State legislators have pressed hospitals in earthquake-prone California to update all their facilities for seismic safety dating back to 1971 when a 6.6 magnitude San Fernando quake killed 64 people, 49 of them in the badly wrecked Veterans Administration Hospital in Sylmar. Then in 1994, following a huge 6.7 magnitude Northridge earthquake in which 50 people died and 23 Los Angeles area hospitals were so severely damaged they had to close or limit services, 12 of them being “red tagged,” the state legislature enacted the first mandatory deadline for seismic upgrades.

But the hospital industry has repeatedly pushed for, and, won extensions of the initial compliance deadline. Exempting hospitals from complying with the current 2030 standard deadline, Roberson wrote, means “as many as one out of four noncompliant hospital buildings would be unsafe to occupy after an earthquake.” Additionally, “the remaining buildings would not be required to have functional electricity, water, sewage, or even elevators.”

Further, despite repeated cries of poverty by the CHA, in a state where large corporate chains dominate the state’s acute care landscape, California hospitals have long recorded huge profits, and their wealth is growing. Since 2001, California hospitals have racked up more than $118 billion in profits, including nearly $49 billion just in the past five years. The 1994 law provided compliance funding for small, rural, and critical access hospitals that needed the help.

During the first year of the pandemic, while thousands of patients and health care workers were dying in the Golden State, California hospitals made almost $10 billion, their third highest ever amount after record years in 2018 and 2019, according to American Hospital Association data.

“There is no excuse for further delays in seismic safety,” Reding added. “For SEIU-UHW to set a price for demanding the hospitals meet their long overdue obligation is abhorrent. It demonstrates a shameful level of corruption that stains the very principles of public advocacy that labor stands on.” 
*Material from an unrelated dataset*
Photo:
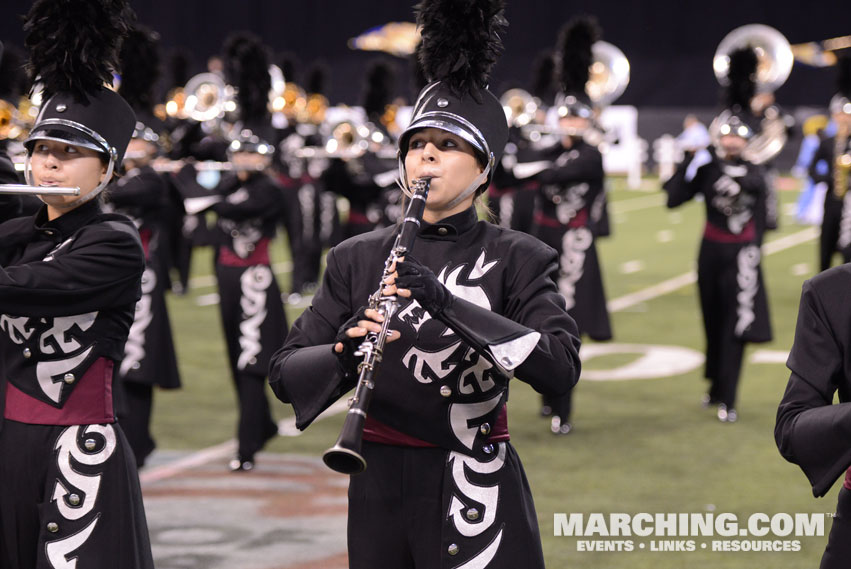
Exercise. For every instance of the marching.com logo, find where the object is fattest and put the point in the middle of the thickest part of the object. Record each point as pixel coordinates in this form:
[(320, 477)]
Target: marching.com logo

“That’s negligent on their part,” said CNA President Cathy Kennedy, RN to the Los Angeles Times. “This was brought to their attention many, many years ago. They need to prioritize and put the funding into the infrastructure. They can do it.”
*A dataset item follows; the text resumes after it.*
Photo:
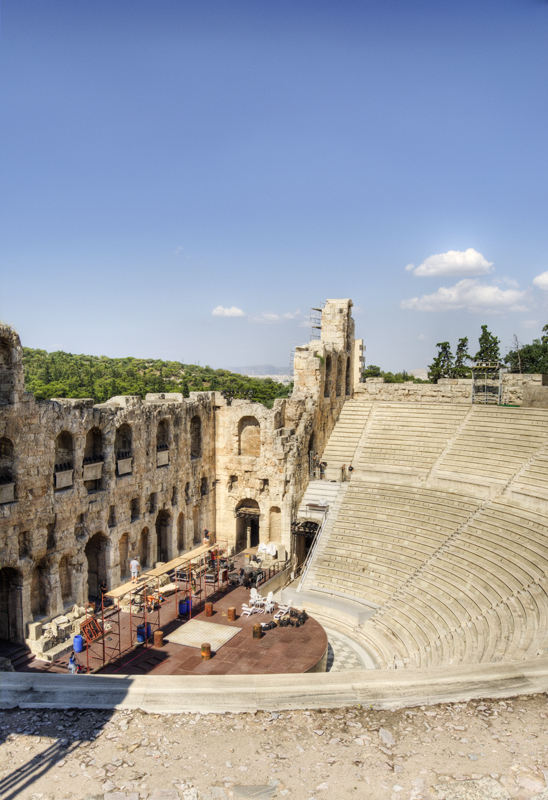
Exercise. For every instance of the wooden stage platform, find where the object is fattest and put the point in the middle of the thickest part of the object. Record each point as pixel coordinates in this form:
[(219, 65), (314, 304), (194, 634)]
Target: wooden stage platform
[(281, 650)]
Backroom deals with the health care industry have long been a trademark of SEIU, CNA notes, dating back to a Labor Management Partnership agreement with Kaiser Permanente in 1997 that required the union to support Kaiser business goals, including patient service cuts and seismic safety, in exchange for favorable treatment for SEIU. The union has advanced similar deals with other big hospital chains and CHA.
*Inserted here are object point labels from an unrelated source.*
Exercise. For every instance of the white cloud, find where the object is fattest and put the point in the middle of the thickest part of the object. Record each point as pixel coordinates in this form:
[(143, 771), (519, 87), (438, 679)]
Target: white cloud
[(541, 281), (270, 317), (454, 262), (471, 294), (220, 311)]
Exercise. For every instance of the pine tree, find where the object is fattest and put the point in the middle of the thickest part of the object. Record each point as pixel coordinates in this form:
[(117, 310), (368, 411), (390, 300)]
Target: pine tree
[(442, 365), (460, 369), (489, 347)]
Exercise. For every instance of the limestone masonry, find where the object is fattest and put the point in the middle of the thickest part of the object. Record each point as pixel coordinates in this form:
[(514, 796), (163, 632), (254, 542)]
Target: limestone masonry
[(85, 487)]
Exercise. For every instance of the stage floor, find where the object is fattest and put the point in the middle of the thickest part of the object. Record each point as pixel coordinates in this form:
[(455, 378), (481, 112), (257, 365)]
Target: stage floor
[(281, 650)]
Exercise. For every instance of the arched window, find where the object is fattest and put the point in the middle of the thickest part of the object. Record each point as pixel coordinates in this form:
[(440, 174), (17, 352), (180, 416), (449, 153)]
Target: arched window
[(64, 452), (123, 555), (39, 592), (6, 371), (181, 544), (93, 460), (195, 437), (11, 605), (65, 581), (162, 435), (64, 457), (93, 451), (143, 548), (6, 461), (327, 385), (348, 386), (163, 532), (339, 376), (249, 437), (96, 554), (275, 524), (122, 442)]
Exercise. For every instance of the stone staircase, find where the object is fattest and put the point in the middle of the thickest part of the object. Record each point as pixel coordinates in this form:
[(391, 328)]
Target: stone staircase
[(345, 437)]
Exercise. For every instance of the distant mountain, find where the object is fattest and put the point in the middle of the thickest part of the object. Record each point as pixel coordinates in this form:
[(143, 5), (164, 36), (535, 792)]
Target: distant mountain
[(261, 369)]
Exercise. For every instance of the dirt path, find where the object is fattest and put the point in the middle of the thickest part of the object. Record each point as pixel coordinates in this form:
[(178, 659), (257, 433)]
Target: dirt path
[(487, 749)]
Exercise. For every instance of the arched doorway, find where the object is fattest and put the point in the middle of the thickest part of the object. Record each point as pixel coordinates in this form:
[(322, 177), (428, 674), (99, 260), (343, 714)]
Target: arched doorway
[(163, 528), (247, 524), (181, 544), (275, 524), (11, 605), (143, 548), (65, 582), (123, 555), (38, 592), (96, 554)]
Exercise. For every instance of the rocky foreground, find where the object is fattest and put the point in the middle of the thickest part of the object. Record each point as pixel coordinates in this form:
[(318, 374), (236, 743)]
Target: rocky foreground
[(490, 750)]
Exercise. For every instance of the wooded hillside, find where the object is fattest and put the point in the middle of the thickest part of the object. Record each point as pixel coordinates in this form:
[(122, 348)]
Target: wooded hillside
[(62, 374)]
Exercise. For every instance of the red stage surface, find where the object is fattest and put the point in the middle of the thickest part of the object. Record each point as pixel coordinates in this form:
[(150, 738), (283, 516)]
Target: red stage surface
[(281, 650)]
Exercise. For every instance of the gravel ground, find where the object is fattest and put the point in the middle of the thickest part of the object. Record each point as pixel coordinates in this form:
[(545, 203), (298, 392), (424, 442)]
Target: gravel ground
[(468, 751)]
For example, in 2002, SEIU and Kaiser agreed to a proposed bonus for telephone service representatives for limiting time spent on the phone assisting patients.

“California hospitals can certainly afford to ensure the safety of our hospitals, we should demand they do so,” wrote Roberson in the letter to legislators on behalf of CNA opposing the extension and the trade off.

“Whether the next disaster is a wildfire, pandemic, or earthquake, people will continue to count on their hospitals not just to remain standing but provide lifesaving services,” the letter continued. “This pandemic has laid bare the tragedies that occur when hospitals are not prepared for disasters. Let's not make the same mistake twice.”